Her videos comprise looped VHS of digitally altered tape that are simply mixed together. Using contact microphones and light sensors, the musicians of Haptic digitize, mix and modify the sounds of Slodki’s videos. Haptic and Lisa Slodki will be performing two more times this month, on Tuesdays at 7pm. In the collaboration’s artist’s talk at the MCA they revealed that the first performance was a more “narrow and distilled version” that pares it “down to its basic processes.” Each subsequent performance will add a few more elements and instrumentation to the mix.
Using randomized signals, Haptic manufactures a type of emergent phenomena, creating and separating tones. Haptic stayed away from rhythm or melody and instead slipped in and out of deep, long, densely layered sounds. Slodki’s videos mixed in a collection of small black-and-white monitors where scenes of fireworks eventually reveal themselves to be flak gunfire interweaving with archival video of faces and hands. The distortion of the output saves the sources from falling into nostalgia because of their vintage feel. Instead, the images of flashing lights and the ambient sonic hum border on the cosmological.
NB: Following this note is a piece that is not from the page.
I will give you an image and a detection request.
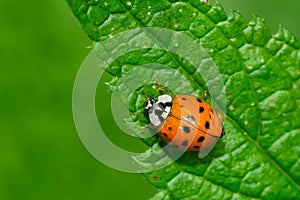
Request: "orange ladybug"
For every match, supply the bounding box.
[144,94,225,158]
The performance makes the electronic signal into a pliable medium, organizing the electronic hum of daily life. But this has been a subject for art since the days of the Portapak. While Haptic and Slodki aren’t paving new ground, it’s good to remember that omnipresent media aren’t as monolithic as they appear. (Dan Gunn)
Through November 29 at the Museum of Contemporary Art, 220 E. Chicago Ave.